Em Portugal, os nossos legisladores educativos, que cada vez mais acredito serem seres extraterrestres na melhor das hipóteses ou alguém a quem foi extirpado o mais ténue resíduo de bom senso na mediana, prosseguem a saga de destituir da educação qualquer sinal que esteja minimamente relacionado com conhecimento, ciência, saber, ter-se espírito critico, pugne pela originalidade ou tenha algum sentido de responsabilidade e respeito. Infelizmente, os disparates e as visões lunáticas desta casta de alienados construtivistas e servidores cegos de ideologias obsoletas (para não ser mais contundente na adjetivação) prosseguem na sua gesta entusiasta, mas insana. E o pântano onde apalhaçam o sistema educativo português parece não ter fundo, para glória da ignorância, sufoco dos professores que nas escolas, como num naufrágio, procuram ainda salvar o que é salvável, e danos possivelmente irreversíveis dos alunos, naturalmente das suas famílias e, inevitavelmente, do país. Claro que estes iluminados que tiveram um dia uma aparição têm a coadjuvância fiel de outros crentes da aparição, a começar pela ínclita geração dos comissários educativos. Reprovar um aluno, argumentam, não serve de nada  ̶  e isso é uma verdade incontornável. Mas transitar de ano um jovem que ao longo do ano não quis adquirir as bases essenciais para evoluir, depois de se lhe darem mil oportunidades para o fazer, evidenciando-se cumulativamente como indolente, indisciplinando e perturbando muitas vezes a aprendizagem dos seus colegas, é pedagógica e socialmente insustentável. Em última análise, esta pseudopedagogia do país da Alice vai fomentar a ideia de que o esforço, o sacrifício e a procura de se ir mais além não valem a pena. Pelo menos, o sistema assim o sugere, valida e sanciona. Ninguém ganhará nesta crapulice, e os próprios “beneficiados”, que transitam de ano sem saber “ler, escrever e contar”, serão as principais vítimas da “benesse”, pois as bases necessárias para a assimilação dos seus conhecimentos não estão lá, e a evolução torna-se absolutamente inviável. Serão vítimas desta idiotice e, é triste admiti-lo,  o mundo será muito cruel para eles. O conhecimento é por natureza cumulativo, e o que sucede é que estes jovens vão ser empurrados no seu caminho, além de que nunca aprenderão a ter algum sentido de responsabilidade e de respeito, nem nunca chegará a eles a ideia de que quase tudo o que vale a pena exige muito esforço e persistência.

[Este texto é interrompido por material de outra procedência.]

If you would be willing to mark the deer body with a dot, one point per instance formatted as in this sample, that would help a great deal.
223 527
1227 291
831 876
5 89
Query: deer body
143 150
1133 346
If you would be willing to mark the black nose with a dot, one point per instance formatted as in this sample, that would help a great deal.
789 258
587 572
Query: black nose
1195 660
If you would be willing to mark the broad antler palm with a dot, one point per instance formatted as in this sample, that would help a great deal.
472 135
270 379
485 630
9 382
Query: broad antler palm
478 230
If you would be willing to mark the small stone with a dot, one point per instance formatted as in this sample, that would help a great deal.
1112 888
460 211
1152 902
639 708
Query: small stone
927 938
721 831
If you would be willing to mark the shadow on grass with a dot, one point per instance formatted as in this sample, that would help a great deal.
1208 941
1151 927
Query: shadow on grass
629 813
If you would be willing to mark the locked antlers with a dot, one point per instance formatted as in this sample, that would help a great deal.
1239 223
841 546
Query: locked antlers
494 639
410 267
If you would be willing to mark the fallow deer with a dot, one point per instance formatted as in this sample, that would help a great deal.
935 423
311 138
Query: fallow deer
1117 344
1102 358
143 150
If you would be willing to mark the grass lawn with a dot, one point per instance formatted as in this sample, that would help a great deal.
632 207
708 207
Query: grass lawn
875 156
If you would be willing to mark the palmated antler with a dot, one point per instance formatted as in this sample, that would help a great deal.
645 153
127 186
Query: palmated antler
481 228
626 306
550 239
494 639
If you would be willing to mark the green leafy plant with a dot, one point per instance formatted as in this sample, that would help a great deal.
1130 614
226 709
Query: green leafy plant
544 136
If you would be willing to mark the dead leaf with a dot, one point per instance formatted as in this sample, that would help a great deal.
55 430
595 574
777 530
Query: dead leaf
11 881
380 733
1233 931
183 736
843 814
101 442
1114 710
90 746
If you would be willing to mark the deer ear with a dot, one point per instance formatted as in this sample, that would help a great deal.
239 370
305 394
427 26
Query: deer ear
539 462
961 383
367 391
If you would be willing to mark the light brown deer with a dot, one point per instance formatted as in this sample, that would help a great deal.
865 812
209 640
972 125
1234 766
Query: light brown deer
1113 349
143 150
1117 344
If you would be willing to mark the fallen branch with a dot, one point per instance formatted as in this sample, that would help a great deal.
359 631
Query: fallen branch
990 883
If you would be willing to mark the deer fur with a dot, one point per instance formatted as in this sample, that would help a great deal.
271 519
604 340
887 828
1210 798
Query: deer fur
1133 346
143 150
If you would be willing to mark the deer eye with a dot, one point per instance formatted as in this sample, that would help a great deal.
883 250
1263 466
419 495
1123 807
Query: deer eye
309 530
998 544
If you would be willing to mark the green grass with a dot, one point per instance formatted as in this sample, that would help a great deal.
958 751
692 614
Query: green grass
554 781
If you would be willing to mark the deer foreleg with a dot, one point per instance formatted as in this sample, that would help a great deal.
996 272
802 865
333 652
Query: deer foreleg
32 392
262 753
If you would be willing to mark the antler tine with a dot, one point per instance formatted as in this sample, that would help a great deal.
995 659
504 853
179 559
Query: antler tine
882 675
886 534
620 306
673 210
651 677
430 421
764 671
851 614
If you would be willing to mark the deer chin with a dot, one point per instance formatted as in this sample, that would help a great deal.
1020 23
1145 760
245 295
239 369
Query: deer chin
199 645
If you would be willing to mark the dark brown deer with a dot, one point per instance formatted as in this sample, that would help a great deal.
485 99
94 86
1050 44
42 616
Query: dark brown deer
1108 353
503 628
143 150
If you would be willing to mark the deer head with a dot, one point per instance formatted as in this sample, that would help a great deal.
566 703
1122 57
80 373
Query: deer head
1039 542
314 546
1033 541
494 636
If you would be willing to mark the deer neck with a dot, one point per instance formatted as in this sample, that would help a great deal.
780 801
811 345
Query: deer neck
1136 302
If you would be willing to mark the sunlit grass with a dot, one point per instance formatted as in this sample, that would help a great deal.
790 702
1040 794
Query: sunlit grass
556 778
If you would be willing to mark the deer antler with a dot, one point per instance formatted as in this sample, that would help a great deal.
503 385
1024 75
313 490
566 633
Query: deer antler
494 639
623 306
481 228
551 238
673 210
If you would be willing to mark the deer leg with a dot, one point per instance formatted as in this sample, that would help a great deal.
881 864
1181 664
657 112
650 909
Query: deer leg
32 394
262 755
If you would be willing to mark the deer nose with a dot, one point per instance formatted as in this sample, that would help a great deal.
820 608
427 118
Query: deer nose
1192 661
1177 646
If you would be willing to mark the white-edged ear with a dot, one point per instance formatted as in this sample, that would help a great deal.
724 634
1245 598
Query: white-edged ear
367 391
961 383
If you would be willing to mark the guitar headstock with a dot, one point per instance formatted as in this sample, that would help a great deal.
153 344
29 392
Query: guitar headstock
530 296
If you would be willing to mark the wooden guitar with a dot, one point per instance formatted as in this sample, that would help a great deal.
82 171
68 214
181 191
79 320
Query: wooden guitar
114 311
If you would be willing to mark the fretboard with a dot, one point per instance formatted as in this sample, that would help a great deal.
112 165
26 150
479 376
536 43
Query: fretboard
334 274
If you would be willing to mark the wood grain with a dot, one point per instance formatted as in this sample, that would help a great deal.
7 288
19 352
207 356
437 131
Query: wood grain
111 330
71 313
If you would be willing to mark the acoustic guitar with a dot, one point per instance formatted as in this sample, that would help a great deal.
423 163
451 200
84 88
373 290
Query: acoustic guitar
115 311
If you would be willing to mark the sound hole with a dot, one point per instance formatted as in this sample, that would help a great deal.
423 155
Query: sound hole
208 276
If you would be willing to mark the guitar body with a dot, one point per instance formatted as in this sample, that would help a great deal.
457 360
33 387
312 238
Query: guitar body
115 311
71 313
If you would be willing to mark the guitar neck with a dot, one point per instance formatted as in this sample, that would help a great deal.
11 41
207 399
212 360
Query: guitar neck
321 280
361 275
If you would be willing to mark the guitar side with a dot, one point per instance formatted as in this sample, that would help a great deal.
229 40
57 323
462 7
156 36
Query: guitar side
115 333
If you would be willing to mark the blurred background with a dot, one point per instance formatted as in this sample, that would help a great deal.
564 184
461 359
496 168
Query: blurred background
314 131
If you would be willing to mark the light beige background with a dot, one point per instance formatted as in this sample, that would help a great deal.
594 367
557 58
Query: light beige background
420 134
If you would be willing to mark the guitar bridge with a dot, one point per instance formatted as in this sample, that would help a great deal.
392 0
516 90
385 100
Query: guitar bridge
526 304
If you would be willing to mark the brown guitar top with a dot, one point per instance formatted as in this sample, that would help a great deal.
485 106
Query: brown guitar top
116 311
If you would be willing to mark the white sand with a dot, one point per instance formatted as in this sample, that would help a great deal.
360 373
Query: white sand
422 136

Há alguns anos estive nos paços do município de Proença-a-Nova, onde num belo e colorido painel numa das paredes surgia representado, entre muitas outras alegorias mais ou menos pitorescas, um episódio lendário que me despertou algum interesse conhecer. O episódio, ali retratado, foi-me contado, como se fosse património intangível local, por um homem já com uma idade respeitável, e cuja narrativa era tão crente que quase o tornava uma realidade histórica. Eram as pessoas de Proença-a-Nova, que então seria uma vila com o nome de Cortiçada, gente visionária, curiosa, capaz e empreendedora. Admiradores há muito da Lua, quiseram um dia chegar até ela. Se era tão bela no céu, vendo-a de longe, como seria se conseguissem até ela chegar? E se a ideia foi do mais lunático dos “corticenses”, o propósito foi logo um projeto coletivo, assumido de imediato por todos os seus habitantes. E mãos à obra, que queremos ir até à Lua. Materiais não faltavam, que a terra era zona de abelhas, mel e muitos cortiços, decerto também de muitos sobreiros que davam a matéria-prima a tantas colmeias que enchiam as colinas. E, cortiço a cortiço, empilhando-os uns sobre os outros, a comunidade começou a construir uma torre que foi crescendo à medida que podiam os braços, os cortiços e a vontade utópica dos seus homens e mulheres. Uns mais acima, outros mais abaixo, iam lançando arriba os cortiços das suas colmeias, até chegarem a quem no topo ia acrescentando altura à torre. Até ela se tornar gigantesca, e quase impossível era medir o seu tamanho. Torre acima, os cortiços continuavam a acumular-se no topo, e já se estava próximo. Cá na base juntava-se todo o material que se encontrava, que subia de imediato. Até ao dia em que só faltava um simples cortiço para se chegar ao destino, estava mesmo quase… Mas agora já não havia um único cortiço em Cortiçada, nem toda a região e por muitas dezenas de quilómetros mais à sua volta…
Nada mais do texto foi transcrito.